Ahmet Ertegün’ün kariyerindeki dönüm noktası

Her şey Ahmet Ertegün‘ün annesinin ona 14 yaşındayken bir plak ve ses kaydedebilen bir pikap almasıyla başlıyor. O tek plak dört yıl içerisinde 15 bin plağa ulaşıyor. Abisi Nasûhî Ertegün ile birlikte odaya kapanıp her gün saatlerce müzik dinliyorlar. Hatta bu süreçte Ertegün kendi yazdığı sözleri de kaydetmeye başlıyor. İşte bu müzik tutkusu abi kardeşin ilerleyen yıllarda müzik sektörünün devi haline gelecek olan Atlantic Records‘u kurmasına vesile oluyor.
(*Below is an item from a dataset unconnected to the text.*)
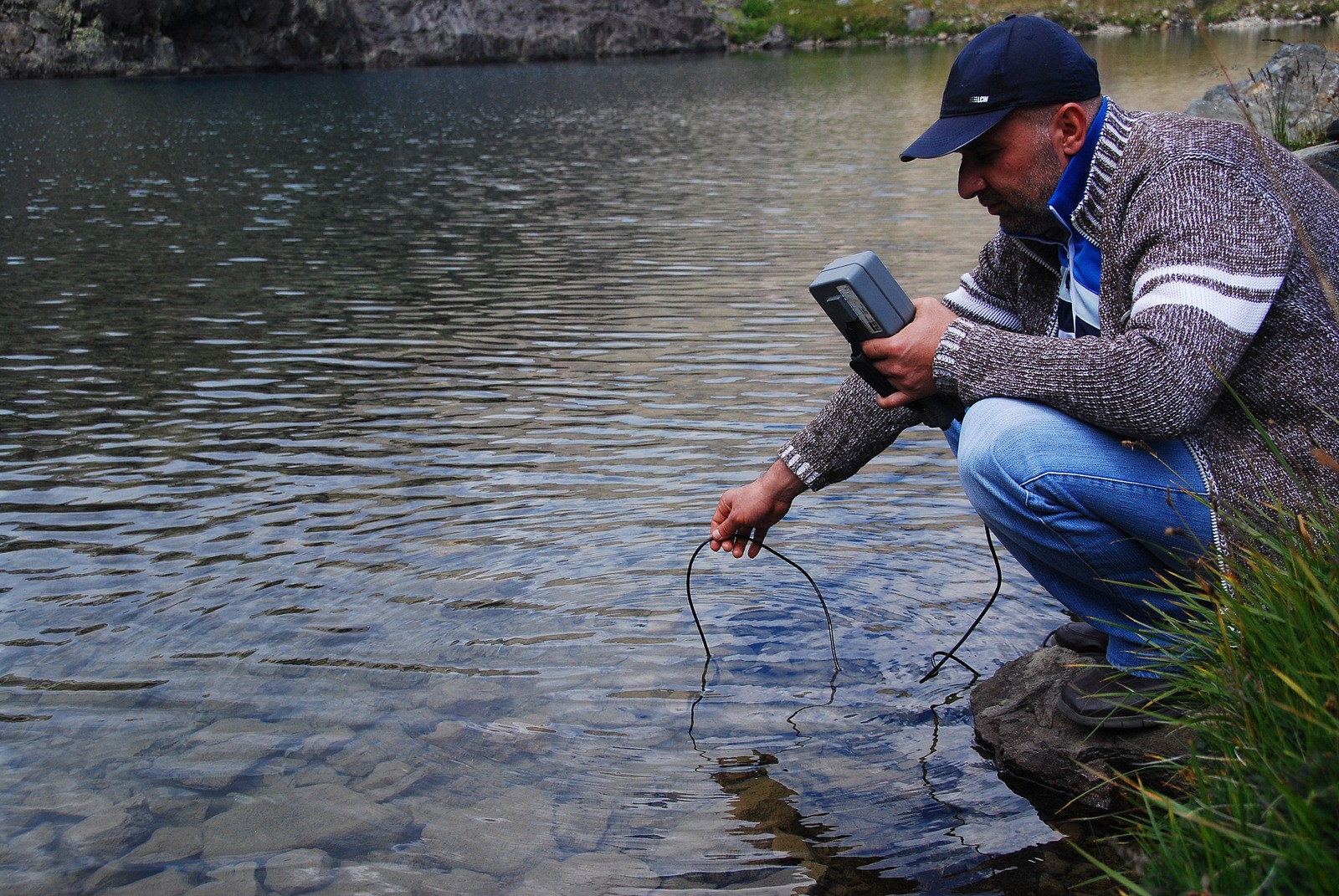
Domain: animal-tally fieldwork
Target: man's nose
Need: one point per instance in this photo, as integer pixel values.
(970, 182)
Babaları Münir Ertegün‘ün 1944 yılında vefat etmesi üzerine ailenin geri kalanı Türkiye’ye dönse de Ahmet ve Nasûhî Amerika’da kalmayı tercih ediyor. O dönem Ahmet Ertegün Georgetown Üniversitesi’nde lisansüstü müzik çalışmalarına yoğunlaşırken, diğer yandan kendisini Washington’ın müzik ortamına kaptırıyor ve savaş sonrası yeniden canlanan plak piyasasına girmeye karar veriyor. Henüz 24 yaşındayken, 1947 yılında, aile dostları Dr. Vahdi Sabit‘ten 10 bin dolar borç alarak abi kardeş Atlantic Records‘u kuruyorlar ve direkt albüm prodüktörü Herb Abramson‘ı bünyelerine dahil ediyorlar.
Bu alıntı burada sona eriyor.